Mes humbles bas bruns : un sociologue dans la fausse aux lions

C’était en avril 2017. Je venais tout juste de terminer ma scolarité de maitrise et je me retrouvais devant le néant. Beaucoup de questions et d’anxiété. Trop peu de réponses. Pourquoi ne pas revenir au journalisme, m’étais-je alors demandé, dans un dernier espoir d’accrocher un peu de sens autour de moi. Sortez les violons, pardonnez les clichés (ou brulez-moi au bucher), je ne pourrai jamais exprimer avec assez d’éloquence à quel point mes deux années au journal m’ont permis de reconstruire ma confiance, d’aiguiser mes forces, de bien cerner mes faiblesses et surtout, d’apprendre sur la réalité qui m’entoure, de m’ouvrir à ce qu’il y a dehors.

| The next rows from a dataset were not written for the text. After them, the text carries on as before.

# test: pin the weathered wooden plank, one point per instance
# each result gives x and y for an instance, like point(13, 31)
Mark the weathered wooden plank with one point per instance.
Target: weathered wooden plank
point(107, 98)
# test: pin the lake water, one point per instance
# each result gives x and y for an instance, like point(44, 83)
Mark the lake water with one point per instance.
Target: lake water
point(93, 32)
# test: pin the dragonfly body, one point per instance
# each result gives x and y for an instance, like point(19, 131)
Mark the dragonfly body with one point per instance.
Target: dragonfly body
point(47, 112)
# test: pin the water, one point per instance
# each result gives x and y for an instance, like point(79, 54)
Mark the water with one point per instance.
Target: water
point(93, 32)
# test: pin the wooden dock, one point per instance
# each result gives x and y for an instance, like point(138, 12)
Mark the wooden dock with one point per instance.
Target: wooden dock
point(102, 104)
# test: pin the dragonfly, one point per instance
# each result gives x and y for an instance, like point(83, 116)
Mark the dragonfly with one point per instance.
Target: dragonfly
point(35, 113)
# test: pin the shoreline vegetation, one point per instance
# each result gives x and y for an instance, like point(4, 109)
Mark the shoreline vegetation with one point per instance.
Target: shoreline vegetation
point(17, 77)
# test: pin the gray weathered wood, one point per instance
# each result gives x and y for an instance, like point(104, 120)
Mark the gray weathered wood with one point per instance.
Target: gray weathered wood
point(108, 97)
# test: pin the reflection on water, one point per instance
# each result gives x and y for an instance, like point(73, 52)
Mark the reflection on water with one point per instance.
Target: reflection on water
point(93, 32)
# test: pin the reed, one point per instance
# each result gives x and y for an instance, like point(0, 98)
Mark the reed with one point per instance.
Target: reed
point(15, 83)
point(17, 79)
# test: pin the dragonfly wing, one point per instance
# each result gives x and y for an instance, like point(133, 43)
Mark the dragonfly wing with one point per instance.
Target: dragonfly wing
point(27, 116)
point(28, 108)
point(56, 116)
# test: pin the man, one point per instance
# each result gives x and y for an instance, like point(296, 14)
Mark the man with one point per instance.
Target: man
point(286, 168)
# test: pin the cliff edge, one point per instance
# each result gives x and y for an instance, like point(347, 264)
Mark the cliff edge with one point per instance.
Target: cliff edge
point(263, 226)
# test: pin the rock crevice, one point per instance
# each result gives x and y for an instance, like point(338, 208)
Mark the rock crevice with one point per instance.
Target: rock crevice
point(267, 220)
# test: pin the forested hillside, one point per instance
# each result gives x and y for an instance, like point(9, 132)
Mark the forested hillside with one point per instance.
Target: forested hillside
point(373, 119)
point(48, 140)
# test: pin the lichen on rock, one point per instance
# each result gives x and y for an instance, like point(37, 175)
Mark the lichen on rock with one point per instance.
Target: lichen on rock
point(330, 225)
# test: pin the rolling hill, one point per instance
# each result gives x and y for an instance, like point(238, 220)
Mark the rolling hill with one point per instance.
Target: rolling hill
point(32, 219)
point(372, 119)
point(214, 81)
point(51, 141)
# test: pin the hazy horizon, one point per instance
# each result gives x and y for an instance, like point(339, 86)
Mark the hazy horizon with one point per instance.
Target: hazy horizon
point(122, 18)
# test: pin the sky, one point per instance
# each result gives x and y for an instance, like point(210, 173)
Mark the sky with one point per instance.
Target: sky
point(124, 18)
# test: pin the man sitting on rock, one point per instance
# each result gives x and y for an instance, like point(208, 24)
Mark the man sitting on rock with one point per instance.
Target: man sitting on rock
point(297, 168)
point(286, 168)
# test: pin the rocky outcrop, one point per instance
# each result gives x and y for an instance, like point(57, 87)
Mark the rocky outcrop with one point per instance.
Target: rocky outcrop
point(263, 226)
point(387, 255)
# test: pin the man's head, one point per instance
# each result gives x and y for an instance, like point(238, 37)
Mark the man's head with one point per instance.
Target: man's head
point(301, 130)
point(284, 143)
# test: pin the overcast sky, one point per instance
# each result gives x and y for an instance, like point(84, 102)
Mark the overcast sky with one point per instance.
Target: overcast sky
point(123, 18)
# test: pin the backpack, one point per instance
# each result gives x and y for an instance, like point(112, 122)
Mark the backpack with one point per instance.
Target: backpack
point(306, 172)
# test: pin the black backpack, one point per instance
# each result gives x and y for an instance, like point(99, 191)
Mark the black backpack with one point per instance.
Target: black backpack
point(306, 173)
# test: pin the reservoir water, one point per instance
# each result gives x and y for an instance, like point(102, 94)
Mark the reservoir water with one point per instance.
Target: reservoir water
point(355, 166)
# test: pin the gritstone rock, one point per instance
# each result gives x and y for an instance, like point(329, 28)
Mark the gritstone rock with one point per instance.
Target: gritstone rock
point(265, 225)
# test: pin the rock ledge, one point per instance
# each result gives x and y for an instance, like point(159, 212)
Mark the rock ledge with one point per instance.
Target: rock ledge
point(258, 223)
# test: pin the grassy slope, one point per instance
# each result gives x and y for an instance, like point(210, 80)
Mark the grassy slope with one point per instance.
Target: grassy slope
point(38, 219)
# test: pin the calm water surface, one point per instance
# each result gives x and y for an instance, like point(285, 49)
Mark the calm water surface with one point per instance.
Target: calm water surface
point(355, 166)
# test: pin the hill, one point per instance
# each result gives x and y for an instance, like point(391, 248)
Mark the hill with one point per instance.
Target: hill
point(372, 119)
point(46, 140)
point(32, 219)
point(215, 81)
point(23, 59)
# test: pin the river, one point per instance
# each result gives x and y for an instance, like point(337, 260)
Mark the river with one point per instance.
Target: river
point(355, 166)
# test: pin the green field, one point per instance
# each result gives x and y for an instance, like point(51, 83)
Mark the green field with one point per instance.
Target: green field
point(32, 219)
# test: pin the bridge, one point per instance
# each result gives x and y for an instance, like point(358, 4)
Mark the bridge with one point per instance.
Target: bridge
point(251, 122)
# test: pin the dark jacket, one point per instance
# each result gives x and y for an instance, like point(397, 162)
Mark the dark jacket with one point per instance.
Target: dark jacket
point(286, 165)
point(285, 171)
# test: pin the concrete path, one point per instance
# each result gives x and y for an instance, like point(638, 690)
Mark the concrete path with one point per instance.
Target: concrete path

Rangez les violons ‒ mais n’éteignez surtout pas les feux ‒, je tenterai de redonner vie à une tradition éditoriale d’Impact Campus bien enterrée que Jean-Sébastien Doré et moi incantons depuis notre expédition dans les archives du bien-aimé journal hebdomadaire.

Bas brun : « gratification ultime accordée par la rédaction à tous les petits morveux de l’actualité qui n’ont pas été sages au cours de l’année. »

Est-ce possible, en 2019, à l’ère du politiquement correct ‒ j’aimerais que la tradition journalistique me permette d’insérer des émojis ici (lesquels ? je laisse votre imagination et votre interprétation faire le travail) ‒ de distribuer une volée de bois vert à des personnes ? Est-ce frileux de distribuer un prix citron symbolique à des phénomènes d’ordre culturel ? À des traditions ? Est-ce faussement posé de se situer quelque part entre les deux ? Six ans après mon entrée en sociologie et avec deux ans à Impact Campus dans mon baluchon, voici mes humbles bas bruns.

Bas brun du 3 décembre 1996

Au conseil d’administration de l’Université Laval : pour l’achat d’un logiciel de gestion au modique coût de 7,9 millions $. Ne sommes-nous pas en pleine période de compression budgétaire ?

Une Université verte comme un 20 $

À trop vouloir plaire, on finit par se déplaire. Après que les associations étudiantes du campus opérant des concessions alimentaires et que la multinationale-dont-on-ne-doit-pas-prononcer-le-nom aient coup sur coup banni la vente d’eau en bouteille sur le campus, l’Université Laval a finalement décidé d’emboiter le pas après avoir longtemps défendu le choix libre et éclairé de ses étudiants conscientisés tout en craignant paradoxalement que ceux-ci se tournent vers les boissons sucrées, advenant qu’on restreigne la vente des bouteilles d’eau (non sans rappeler par ailleurs un certain débat entre Pepsi et Coke qui a déjà fait rage dans nos pages à une certaine époque).

Bas brun du 3 décembre 1996

Au conseil d’administration de l’Université Laval : pour l’achat d’un logiciel de gestion au modique coût de 7,9 millions $. Ne sommes-nous pas en pleine période de compression budgétaire ?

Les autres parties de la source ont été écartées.